18. A security edge protection proxy (SEPP) device, comprising:

at least one processor; and

at least one memory coupled to the at least one processor and storing computer instructions that, when the computer instructions are executed by the at least one processor, cause the SEPP device to:

receive a roaming message from an IP exchange (IPX) operator device, wherein the roaming message is used to implement a roaming service between the SEPP device and another SEPP device; and

determine that the roaming message cannot be processed; and

in response to determining that the roaming message cannot be processed, send a feedback message to the IPX operator device, wherein the feedback message is used to indicate that the SEPP device cannot process the roaming message.

19. The SEPP device according to claim 18, wherein the computer instructions further cause the SEPP device to:

in response to the SEPP device and the another SEPP device exchanging a target shared key by using an N32c link, release the N32c link, wherein the target shared key is used to implement secure communication between the SEPP device and the another SEPP device.

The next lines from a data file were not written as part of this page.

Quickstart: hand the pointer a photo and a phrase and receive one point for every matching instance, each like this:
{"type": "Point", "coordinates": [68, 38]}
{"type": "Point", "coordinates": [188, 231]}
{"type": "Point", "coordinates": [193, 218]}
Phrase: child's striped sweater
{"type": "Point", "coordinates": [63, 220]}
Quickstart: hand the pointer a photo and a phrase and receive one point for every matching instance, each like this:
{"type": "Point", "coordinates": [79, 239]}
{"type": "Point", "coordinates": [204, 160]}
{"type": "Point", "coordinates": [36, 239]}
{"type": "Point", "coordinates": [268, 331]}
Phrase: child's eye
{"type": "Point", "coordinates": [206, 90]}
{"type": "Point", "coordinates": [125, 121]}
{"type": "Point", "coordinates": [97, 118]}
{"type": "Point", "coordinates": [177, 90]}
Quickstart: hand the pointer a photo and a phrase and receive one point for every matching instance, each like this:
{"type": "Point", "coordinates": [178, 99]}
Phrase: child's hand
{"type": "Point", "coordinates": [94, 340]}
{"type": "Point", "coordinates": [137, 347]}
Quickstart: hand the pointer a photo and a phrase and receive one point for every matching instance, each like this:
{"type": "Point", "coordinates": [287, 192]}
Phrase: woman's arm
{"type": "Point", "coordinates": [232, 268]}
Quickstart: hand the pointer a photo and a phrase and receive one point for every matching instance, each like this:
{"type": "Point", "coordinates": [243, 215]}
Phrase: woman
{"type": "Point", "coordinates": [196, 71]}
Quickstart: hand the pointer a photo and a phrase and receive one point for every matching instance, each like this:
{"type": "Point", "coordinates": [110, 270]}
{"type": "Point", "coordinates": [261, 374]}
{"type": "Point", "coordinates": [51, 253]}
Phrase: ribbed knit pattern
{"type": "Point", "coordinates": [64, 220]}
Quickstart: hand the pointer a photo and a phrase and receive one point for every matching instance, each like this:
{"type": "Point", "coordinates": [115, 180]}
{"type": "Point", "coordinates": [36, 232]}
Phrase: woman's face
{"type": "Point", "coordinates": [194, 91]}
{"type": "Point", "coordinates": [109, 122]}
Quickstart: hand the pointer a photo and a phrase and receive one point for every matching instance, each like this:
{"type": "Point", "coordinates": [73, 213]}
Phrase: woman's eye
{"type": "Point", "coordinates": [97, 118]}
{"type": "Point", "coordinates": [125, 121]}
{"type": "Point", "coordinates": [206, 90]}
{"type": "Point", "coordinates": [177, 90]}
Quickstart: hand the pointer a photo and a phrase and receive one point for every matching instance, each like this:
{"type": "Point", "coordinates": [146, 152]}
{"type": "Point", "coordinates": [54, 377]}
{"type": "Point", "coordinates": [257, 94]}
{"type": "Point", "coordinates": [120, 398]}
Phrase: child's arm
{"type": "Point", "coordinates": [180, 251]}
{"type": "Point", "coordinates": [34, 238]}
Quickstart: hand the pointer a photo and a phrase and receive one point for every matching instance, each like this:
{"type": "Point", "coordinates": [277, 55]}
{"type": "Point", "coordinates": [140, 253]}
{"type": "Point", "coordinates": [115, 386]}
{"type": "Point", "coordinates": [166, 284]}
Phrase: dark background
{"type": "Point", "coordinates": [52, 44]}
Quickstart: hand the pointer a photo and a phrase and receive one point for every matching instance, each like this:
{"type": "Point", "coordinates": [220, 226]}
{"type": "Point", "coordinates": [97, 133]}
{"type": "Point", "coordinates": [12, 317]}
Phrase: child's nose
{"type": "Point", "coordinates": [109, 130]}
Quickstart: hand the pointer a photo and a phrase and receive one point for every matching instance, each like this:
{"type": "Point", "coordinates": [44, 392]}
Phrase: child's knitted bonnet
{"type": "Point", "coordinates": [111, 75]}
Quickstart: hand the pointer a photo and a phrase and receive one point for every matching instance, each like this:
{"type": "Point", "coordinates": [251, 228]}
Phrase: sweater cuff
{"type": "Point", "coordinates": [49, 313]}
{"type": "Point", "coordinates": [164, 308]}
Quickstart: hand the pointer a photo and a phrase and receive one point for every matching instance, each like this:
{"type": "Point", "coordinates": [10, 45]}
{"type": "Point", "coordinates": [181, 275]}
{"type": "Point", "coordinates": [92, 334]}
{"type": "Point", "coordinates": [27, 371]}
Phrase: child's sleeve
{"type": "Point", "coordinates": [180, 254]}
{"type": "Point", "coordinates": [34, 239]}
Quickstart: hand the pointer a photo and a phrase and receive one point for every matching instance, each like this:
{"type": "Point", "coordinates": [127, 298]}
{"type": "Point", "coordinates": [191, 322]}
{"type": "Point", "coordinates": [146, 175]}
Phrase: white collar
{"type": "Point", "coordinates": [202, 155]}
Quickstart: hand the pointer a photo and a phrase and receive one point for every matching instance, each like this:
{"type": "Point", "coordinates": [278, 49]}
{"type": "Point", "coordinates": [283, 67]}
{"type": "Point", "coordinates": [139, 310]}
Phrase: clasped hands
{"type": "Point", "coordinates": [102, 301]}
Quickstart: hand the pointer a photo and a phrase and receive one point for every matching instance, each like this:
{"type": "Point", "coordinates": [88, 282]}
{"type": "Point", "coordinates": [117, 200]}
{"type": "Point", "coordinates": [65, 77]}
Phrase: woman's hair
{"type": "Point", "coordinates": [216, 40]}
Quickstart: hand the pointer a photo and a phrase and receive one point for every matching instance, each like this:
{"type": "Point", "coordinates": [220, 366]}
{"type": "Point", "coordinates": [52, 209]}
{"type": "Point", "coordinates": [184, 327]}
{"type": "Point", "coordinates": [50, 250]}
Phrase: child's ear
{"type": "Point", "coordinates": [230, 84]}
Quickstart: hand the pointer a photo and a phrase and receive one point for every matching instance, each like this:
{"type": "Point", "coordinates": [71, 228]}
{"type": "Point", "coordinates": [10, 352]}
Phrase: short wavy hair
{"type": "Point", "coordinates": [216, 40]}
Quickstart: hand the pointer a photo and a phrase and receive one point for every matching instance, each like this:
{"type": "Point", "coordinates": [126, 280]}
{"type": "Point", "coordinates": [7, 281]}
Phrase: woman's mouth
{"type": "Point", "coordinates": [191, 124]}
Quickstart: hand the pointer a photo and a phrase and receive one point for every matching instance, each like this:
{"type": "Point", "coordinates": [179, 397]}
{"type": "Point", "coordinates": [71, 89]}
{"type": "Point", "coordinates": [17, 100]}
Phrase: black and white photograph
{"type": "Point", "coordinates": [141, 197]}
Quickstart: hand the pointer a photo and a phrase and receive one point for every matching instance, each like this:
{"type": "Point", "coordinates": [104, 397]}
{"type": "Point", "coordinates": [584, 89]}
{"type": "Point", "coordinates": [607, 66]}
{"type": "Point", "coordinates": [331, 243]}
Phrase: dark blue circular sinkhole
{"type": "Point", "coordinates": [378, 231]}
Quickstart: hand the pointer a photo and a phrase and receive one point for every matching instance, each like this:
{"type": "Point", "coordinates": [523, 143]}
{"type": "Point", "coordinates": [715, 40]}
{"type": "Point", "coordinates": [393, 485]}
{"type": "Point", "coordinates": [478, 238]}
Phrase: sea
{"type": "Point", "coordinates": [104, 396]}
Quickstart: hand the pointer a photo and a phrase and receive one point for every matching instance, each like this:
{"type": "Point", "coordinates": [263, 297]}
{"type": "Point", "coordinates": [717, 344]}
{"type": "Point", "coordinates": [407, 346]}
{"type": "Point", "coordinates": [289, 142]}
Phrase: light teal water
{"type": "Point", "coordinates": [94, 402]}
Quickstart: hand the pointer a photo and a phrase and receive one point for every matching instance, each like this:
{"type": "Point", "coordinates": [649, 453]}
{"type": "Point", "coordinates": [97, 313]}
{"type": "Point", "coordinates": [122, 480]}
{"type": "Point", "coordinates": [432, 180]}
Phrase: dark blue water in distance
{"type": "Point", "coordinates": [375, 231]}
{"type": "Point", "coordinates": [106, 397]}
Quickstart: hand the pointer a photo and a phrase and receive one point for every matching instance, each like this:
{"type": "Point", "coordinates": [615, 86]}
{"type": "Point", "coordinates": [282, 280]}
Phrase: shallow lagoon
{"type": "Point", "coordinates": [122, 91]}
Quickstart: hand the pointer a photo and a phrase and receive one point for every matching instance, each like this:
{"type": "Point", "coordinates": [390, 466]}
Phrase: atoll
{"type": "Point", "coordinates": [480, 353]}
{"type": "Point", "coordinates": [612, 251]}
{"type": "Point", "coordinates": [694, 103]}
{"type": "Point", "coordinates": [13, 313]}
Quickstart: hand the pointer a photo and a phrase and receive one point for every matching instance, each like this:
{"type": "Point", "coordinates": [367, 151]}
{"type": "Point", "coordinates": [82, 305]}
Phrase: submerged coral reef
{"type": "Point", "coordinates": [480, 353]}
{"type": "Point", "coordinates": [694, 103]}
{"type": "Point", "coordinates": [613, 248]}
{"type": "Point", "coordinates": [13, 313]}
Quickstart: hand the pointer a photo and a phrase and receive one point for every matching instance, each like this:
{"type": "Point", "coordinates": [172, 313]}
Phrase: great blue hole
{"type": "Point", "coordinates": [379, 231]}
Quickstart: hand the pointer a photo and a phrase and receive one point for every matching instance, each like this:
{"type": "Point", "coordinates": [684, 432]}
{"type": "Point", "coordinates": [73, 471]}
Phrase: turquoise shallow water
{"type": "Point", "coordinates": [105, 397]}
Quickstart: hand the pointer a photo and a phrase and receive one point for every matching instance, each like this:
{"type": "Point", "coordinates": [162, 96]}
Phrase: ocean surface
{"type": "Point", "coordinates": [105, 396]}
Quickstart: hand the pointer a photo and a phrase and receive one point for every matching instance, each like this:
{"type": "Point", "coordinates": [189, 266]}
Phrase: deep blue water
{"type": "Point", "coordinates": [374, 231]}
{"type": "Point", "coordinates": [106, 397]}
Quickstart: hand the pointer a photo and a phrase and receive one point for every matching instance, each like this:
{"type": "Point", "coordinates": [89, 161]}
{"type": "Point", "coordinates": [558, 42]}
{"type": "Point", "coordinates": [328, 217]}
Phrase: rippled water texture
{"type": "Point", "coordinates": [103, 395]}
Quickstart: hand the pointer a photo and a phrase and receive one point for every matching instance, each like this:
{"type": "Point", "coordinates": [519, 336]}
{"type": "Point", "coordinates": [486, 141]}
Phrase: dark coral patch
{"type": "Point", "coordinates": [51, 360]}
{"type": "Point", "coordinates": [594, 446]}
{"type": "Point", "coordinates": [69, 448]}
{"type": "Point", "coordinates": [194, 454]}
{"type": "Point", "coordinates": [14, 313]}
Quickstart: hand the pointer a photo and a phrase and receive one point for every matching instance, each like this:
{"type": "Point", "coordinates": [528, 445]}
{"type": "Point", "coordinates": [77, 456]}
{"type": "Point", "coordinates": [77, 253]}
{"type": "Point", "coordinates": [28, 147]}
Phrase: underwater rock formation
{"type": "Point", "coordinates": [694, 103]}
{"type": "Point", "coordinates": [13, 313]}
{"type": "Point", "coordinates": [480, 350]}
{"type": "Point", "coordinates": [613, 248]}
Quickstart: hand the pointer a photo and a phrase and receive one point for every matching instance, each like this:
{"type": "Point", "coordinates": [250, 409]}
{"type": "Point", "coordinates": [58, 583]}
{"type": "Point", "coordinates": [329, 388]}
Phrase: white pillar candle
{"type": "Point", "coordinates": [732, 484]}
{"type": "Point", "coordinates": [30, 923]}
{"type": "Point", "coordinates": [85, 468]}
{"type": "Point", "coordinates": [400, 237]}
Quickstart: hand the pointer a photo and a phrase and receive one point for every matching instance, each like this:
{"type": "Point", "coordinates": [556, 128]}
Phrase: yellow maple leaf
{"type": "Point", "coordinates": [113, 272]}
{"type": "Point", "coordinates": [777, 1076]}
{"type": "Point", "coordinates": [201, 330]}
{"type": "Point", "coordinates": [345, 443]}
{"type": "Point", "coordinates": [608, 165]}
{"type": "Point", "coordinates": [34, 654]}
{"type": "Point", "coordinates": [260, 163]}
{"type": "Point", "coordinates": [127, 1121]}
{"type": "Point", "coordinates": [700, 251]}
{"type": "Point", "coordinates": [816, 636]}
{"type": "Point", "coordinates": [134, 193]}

20. A security edge protection proxy (SEPP) device, comprising:

at least one processor; and

at least one memory coupled to the at least one processor and storing computer instructions that, when the computer instructions are executed by the at least one processor, cause the SEPP device to:

receive a signaling message sent by a network function (NF) device;

send a roaming message to an IP exchange (IPX) operator device, wherein the roaming message is used to implement a roaming service between another SEPP device and the SEPP device, and the roaming message comprises the signaling message; and

receive a feedback message from the IPX operator device, wherein the feedback message is used to indicate that the another SEPP device cannot process the roaming message.